Posted at 8:33 AM, Nov 21, 2018
and last updated 2018-11-21 10:33:54-05

MISSOULA – Thanksgiving is just a few days away, with more people hopping onto the interstate to go visit friends and family for dinner.

Montana Highway Patrol has some tips to get you to your final destination safe and sound Thanksgiving morning.

“Slow down pay attention to your driving. Wear your seatbelts. Don’t drink and drive. Take survival gear in your vehicle,” said Montana Highway Patrol Captain Jim Kitchen. “If the roads are bad, if you could go a day before or a half a day before, go ahead and get that done, because that way you get more relax time when you’re there. Don’t push the envelope on the time, that’s one of the biggest things that we see.”

It takes more tortoise than hare to make it to your destination safely over the Thanksgiving holiday.

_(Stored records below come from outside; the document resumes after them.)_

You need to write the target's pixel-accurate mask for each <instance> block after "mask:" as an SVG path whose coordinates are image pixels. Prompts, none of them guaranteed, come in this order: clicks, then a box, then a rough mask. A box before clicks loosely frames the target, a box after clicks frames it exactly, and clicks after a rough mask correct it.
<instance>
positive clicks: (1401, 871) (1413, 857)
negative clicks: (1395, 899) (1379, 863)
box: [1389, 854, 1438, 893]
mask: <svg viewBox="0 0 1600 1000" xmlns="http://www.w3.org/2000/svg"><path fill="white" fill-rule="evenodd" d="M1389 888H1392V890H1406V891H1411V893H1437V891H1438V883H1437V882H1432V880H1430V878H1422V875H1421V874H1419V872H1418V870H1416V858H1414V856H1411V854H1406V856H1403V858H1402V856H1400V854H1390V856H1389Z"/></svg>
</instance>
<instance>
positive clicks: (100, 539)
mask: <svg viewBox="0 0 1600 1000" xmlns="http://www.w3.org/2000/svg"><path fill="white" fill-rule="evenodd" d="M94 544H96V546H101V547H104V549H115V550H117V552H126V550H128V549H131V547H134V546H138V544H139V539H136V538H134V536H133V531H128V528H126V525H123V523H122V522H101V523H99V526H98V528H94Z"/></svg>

“Add more time than what you need. If its a three-hour trip, well let’s just make it five hours. Let’s say you are going from here to Billings and it’s a five-hour trip. I would plan on seven-and-a-half hours,” Kitchen said. “If you get there early, great, but if people start pushing it, you know, ‘I need to be there at a certain time or we are going to have dinner at four and I’m going to be late and I start driving fast.’ You get on these bridge decks, they’re going to be iced-up because it’s cold out.”

Because this is Montana in November, continue to look out for those changing road conditions across the state.

“Soon as it starts snowing or the wind starts to blow, you get ice on the bridge deck. You get ice on the roads that are next to the river. Those cause a lot of problems when people aren’t paying attention to that,” Kitchen added.  “It might be bare and dry right here and 40 miles away in Drummond it’s a whiteout. It was that way last Friday. We were going over to Butte and it was a whiteout condition in Drummond and it was fine over here, so be prepared for changing weather.”

MHP uses statistical crash analysis data to try and predict what areas of the road might need their attention more than others.

They also recommend using the MDT website to check on road conditions before you take off.